Las horas fueron pasando dejando ese magnánimo rastro de vida vivida en nuestros rostros. Me contaron que eran inmigrantes ilegales. Así que antes de que me robasen el trabajo, se lo di. Llamé a mi jefe y le encantó la idea porque le bonificaban parte del pago a la Seguridad Social y encima se libraba de mí sin tener que pagarme el finiquito. Me contaron que además recibían ayudas, algo que me pareció contradictorio, pero bueno, quién soy yo para ponerlo en duda. De hecho también lo he leído en redes sociales: vienen en patera y no solo nos roban el trabajo, sino que al mismo tiempo (aunque parezca increíble) se quedan con las ayudas para hacer el vago y delinquir. Hicimos cálculos y merecía la pena porque garantizaba tener la nevera llena. Para no pecar de ingenuo hablé de las violaciones, me miraron de arriba abajo, hicieron el ademán de vomitar, y me aseguraron que ni con un palo me tocaban. Saqué el tema sobre si su intención era invadirnos o atacarnos, pero fueron sinceros, para nada querían acabar con el país en el que podían ocupar, trabajar y arramblar con las ayudas públicas. Eran inmigrantes, no gilipollas.

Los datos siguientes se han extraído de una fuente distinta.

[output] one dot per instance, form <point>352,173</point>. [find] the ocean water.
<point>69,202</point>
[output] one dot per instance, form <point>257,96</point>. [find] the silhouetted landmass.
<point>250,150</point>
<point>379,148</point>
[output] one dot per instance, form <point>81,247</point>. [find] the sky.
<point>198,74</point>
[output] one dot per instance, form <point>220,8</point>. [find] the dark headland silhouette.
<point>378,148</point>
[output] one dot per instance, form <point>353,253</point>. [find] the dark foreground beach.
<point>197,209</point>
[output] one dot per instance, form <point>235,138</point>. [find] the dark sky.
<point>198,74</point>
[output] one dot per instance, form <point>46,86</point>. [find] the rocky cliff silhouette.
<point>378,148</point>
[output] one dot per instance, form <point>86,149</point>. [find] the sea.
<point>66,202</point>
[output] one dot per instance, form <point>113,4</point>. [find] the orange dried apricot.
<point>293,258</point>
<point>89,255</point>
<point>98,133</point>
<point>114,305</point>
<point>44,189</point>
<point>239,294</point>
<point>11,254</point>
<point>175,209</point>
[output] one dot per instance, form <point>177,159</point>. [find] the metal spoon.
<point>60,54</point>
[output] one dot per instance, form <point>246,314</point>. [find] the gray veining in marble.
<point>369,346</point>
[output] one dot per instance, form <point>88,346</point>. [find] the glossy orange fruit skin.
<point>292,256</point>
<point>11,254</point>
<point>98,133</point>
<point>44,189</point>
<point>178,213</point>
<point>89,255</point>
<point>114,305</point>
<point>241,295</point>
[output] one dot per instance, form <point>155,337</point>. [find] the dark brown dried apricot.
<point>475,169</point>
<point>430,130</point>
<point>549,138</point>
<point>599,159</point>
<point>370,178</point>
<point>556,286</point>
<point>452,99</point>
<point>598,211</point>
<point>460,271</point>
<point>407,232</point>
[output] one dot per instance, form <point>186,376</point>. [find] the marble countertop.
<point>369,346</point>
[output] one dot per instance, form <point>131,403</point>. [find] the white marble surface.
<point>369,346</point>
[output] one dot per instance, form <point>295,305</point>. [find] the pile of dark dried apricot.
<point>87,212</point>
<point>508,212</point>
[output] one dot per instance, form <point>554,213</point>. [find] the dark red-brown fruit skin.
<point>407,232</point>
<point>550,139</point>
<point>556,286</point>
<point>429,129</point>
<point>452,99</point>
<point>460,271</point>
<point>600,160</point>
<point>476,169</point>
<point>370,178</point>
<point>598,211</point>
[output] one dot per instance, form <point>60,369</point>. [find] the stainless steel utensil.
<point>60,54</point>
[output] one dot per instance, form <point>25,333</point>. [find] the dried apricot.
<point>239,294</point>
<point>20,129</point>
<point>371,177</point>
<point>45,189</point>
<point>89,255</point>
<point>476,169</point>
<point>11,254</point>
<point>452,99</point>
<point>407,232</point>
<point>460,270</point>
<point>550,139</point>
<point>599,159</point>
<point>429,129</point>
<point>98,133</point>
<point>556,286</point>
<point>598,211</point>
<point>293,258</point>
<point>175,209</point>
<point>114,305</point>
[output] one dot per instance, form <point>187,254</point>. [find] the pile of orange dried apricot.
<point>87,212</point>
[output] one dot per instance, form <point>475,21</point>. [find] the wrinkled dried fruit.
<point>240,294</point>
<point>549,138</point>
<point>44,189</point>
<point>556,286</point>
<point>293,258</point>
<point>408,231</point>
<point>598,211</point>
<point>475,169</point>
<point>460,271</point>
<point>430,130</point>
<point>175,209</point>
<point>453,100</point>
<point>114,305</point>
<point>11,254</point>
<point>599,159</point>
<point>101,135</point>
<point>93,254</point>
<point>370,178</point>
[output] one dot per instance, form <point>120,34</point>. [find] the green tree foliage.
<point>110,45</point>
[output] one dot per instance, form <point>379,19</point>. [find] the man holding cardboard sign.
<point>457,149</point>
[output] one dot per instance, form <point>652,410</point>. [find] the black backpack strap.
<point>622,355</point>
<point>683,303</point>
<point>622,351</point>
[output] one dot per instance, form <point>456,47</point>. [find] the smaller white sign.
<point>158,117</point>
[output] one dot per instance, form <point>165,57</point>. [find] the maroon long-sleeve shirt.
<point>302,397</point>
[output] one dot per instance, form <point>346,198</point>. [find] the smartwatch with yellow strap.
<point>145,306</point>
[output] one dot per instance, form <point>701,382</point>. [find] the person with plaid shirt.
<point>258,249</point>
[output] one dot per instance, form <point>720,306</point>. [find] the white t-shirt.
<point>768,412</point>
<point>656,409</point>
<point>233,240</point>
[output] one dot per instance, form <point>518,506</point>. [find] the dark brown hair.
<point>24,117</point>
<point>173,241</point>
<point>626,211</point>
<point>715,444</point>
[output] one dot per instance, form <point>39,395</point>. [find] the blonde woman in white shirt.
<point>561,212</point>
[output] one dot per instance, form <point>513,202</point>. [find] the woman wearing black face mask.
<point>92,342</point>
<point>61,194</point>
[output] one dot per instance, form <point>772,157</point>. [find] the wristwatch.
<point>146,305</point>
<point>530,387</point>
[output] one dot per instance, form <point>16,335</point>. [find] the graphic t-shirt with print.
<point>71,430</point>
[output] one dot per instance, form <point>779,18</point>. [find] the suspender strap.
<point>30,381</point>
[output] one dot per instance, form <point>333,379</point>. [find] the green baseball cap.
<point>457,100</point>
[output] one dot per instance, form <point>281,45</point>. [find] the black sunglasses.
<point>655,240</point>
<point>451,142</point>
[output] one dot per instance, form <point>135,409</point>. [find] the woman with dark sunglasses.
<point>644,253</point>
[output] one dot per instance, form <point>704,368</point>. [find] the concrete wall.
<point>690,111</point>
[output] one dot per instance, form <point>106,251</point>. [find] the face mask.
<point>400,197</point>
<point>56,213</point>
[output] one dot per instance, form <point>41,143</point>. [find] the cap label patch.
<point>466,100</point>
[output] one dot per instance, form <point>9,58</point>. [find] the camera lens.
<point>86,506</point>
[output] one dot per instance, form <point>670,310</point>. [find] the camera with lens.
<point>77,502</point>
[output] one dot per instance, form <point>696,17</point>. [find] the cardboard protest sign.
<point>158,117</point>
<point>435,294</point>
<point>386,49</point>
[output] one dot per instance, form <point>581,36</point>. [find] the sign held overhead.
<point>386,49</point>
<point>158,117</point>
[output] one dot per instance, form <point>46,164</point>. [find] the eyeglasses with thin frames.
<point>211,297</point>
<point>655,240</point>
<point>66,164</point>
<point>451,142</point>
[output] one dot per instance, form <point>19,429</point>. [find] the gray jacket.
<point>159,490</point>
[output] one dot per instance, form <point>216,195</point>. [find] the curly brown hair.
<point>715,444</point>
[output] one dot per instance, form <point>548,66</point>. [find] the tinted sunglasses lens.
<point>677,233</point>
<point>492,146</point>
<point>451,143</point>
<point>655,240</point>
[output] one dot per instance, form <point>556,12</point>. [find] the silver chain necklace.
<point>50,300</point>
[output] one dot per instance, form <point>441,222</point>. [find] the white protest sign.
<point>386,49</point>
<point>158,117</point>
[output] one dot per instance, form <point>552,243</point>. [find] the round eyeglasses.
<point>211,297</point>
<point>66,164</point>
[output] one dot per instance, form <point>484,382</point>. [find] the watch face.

Todo iba como la seda, cada vez me sentía más cómodo, porque encima vendían drogas como buenos inmigrantes ilegales que eran. Todo iba bien hasta que hablamos de política. No sé cómo, pero a eso de las seis de la tarde, el cabeza de familia, ya con un tono algo aburguesado, soltó que como ya tenían los papeles en regla gracias al gobierno bolivariano comunista, como ya recibían ayudas, como ya tenían casa y como ya tenían mi trabajo, pues su intención era votar a Vox, el único partido que defendería sus privilegios ante la actitud del coletas y su panda de amigos, propensos a dejar entrar, en este nuestro gran país, a cualquiera… y entonces, mal día, joder, mal día.
Les dije que me iba a dar una vuelta. Necesitaba reflexionar. Bajé a la playa de El Carmen, me quité los zapatos y anduve por la orilla. La fuerza del mar se adentró en mi cuerpo a través de mis talones desnudos.
Me oculté en la esquina más cercana a la que era mi casa y, agazapado, esperé con paciencia oriental. Por fin, sobre las nueve, la familia al completo salió a, según leí en whatsapp, robar y reírse de las leyes cada vez que viesen su reflejo en un escaparate. Aproveché mi momento y de un saltó me colé en su casa, cambié la cerradura y la ocupé. Y es que todo tiene un límite, vale que se cuelen en mi casa una mañana cualquiera, vale que me roben el trabajo, vale que se queden con las putas ayudas, vale que se rían de las leyes ante los escaparates, vale que no quieran mantener sexo conmigo, vale que vendan droga, pero votar a Vox, por ahí sí que no paso. Así que ahora que me denuncien porque tengo al gobierno de mi parte. Buen día, joder, buen día.
PD: Como soy buena persona les devolví sus pertenencias, incluida la hipoteca. Bueno, todas sus cosas menos las drogas y a uno de los muchos hijos que tienen (para ser mayoría en los comicios de 2050 o para formar ejércitos, no sé) pero que se olvidaron en el armario, arropadito bajo un manto de formularios sin rellenar para acceder al Ingreso Mínimo Vital. Y es que, además del inmigrante que siempre fui, ahora el okupa soy yo, pero con ‘K’ de casa.